In der Nähe gab es bereits 2016 einen Anschlag

Die Türkei und vor allem Istanbul waren immer wieder Schauplätze von Terrorakten verschiedenster Extremistengruppen. Am Taksim-Platz etwa gab es schwere Bombenattentate. Bei einem Anschlag im Jahr 2001 auf einen Polizeiposten nahe des Marmara-Hotels am Taksim und des deutschen Generalkonsulats gab es Tote und Verletzte. Urheber war damals eine linke Gruppe namens Revolutionäre Volksbefreiungspartei-Front.

Nahe der Hagia Sophia und der Blauen Moschee kam es im Januar 2016 zu einem Anschlag mit 13 Toten, davon zwölf deutsche Touristen. Die türkische Regierung machte damals den Islamischen Staat verantwortlich. Bereits im März gab es einen weiteren Anschlag mit fünf Toten - auf der İstiklal Caddesi, ganz in der Nähe der Explosion vom Sonntag.

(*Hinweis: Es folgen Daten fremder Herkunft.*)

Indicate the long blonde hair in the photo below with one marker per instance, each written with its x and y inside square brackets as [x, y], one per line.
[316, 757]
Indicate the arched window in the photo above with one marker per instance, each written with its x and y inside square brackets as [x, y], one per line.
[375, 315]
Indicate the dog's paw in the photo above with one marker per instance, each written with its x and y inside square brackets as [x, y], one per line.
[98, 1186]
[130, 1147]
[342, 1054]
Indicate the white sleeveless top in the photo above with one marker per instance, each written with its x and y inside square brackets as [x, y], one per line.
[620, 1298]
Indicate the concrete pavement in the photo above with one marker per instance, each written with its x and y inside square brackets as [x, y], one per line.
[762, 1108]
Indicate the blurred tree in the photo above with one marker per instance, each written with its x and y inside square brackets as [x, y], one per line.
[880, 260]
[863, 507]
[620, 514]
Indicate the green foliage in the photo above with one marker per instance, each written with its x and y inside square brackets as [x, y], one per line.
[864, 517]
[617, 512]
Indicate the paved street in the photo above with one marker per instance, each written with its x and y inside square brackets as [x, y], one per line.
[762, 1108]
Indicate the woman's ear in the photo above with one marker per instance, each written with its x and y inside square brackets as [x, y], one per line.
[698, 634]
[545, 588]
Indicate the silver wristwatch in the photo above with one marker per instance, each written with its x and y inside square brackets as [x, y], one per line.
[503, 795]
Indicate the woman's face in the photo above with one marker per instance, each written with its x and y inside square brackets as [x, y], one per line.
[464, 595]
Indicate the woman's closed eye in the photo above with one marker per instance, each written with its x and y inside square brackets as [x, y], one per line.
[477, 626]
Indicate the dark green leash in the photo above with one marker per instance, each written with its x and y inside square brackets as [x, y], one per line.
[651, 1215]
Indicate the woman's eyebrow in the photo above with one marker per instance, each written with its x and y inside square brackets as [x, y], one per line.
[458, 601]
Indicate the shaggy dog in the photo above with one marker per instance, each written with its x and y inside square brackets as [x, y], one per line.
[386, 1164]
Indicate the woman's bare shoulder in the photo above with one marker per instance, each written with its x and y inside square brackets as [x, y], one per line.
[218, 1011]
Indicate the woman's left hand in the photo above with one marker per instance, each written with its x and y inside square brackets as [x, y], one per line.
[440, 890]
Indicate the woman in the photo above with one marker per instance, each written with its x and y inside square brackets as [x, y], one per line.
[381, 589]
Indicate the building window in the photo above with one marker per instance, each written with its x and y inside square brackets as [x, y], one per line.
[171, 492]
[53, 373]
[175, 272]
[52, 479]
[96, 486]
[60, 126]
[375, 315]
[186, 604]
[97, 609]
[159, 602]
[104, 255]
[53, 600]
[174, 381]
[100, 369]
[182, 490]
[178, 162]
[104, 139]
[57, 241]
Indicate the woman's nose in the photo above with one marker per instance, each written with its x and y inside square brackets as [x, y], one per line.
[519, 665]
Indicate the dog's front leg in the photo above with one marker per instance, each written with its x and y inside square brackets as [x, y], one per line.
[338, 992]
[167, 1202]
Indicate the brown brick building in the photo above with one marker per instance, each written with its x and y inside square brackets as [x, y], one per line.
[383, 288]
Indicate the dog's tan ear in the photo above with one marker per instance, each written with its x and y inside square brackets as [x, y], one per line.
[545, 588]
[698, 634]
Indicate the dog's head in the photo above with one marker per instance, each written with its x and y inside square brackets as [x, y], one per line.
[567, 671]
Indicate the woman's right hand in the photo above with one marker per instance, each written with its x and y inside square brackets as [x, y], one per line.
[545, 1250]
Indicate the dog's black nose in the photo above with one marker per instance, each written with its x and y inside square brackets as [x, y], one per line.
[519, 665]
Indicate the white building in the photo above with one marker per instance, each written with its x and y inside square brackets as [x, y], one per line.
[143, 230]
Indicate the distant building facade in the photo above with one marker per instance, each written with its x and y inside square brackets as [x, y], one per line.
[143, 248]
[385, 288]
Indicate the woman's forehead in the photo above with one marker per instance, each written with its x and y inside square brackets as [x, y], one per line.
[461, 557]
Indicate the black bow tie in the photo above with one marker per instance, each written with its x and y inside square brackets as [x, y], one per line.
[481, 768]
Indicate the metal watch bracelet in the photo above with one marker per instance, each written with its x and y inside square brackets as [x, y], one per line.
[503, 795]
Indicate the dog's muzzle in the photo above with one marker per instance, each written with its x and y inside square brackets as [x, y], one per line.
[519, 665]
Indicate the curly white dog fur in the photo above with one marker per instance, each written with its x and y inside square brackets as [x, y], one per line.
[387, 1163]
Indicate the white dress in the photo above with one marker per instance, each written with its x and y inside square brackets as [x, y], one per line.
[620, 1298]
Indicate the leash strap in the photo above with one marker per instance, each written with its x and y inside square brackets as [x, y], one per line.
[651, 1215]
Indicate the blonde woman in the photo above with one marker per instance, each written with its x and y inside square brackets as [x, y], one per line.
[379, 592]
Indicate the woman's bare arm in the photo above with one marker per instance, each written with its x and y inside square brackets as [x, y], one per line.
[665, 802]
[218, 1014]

In der Neujahrsnacht 2017 starben 39 Menschen bei einem Al-Qaida-Anschlag auf eine beliebte Diskothek, ein Mann aus Usbekistan war mit einem Schnellfeuergewehr in den überfüllten Club "Reina" am Bosporus eingedrungen und hatte wahllos um sich geschossen. Bei zwei gleichzeitigen Selbsmordattentaten auf eine oppositionelle Friedensdemonstration in der Hauptstadt Ankara wurden 2015 mehr als 100 Menschen getötet.